According to him, I will work very hard towards the joint commission. We will go back and identify sectors of common interest. In particular, we are interested in how you utilized your gas, with 95 per cent of your national population wired to gas.
“The evolution of our gas industry is too slow. We are still flaring gas. I will work with you on how to harness and utilize our gas. I am very impressed”.
The President said that Iran also flared gas in the 70s, expressing his delight that the fires had all been put out, assuring that Nigeria would soon attain the same feat.
Buhari asked to be given up to second quarter of 2020 on the modality of the binational commission.
The President commended the Iranian defeat of ISIS in Iraq and Syria, saying the dispossession of the terrorists of their oil wells meant that they had lost access to resources used in supporting Boko Haram in Lake Chad sub-region.

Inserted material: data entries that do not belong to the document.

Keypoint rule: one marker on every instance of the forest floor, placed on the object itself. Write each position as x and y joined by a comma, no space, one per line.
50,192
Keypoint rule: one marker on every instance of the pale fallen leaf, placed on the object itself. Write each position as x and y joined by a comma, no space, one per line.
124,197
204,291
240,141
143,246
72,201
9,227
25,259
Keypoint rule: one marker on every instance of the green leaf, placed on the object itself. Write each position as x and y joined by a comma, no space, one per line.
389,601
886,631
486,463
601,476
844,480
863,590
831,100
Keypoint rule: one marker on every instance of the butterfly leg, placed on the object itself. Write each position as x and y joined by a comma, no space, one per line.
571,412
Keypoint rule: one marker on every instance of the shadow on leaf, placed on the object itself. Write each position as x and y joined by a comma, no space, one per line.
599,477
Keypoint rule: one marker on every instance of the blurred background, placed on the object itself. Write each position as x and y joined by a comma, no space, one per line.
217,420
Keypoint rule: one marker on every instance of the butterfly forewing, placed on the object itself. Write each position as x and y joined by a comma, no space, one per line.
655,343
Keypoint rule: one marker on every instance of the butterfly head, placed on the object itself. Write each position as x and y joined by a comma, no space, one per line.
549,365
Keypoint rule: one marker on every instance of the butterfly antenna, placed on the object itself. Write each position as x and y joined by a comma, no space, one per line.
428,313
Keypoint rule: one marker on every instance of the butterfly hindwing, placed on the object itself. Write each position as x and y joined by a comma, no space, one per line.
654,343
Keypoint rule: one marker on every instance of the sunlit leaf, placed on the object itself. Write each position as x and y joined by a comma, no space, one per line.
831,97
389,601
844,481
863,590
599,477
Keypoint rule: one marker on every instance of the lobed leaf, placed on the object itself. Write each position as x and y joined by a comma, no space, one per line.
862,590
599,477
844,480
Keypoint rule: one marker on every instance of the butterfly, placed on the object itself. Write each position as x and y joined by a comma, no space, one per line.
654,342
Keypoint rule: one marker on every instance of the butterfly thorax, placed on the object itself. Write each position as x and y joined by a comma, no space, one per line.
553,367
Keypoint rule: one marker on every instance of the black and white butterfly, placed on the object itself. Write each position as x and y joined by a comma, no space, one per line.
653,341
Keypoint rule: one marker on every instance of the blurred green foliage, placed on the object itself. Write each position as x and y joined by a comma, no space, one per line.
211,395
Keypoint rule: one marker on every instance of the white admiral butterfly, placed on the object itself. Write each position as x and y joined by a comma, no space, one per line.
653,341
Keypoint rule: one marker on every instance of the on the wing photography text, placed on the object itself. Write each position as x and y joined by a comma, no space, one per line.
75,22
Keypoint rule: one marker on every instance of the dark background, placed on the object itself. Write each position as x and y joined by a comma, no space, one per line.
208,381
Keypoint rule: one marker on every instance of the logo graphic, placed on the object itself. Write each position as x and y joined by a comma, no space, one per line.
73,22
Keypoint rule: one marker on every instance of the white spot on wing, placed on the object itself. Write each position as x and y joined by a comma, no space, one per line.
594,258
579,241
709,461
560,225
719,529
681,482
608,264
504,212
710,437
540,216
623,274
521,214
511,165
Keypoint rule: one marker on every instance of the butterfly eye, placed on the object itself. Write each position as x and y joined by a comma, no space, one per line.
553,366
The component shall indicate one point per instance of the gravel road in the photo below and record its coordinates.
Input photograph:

The Iranian Vice President, who was emphatic that Nigeria and Iran can do a lot, said: “A lot can be done. We can do miracles. We have the vision”.
He suggested four major areas of economic cooperation:  petrochemical, power, irrigation agriculture and industry.
The Iranian Vice President also offered cooperation in counter terrorism, citing the routing of ISIS in Iraq and Syria as major contribution to the global anti-terrorism efforts.
He used the meeting to brief the President on the political and security situation in the Middle East region.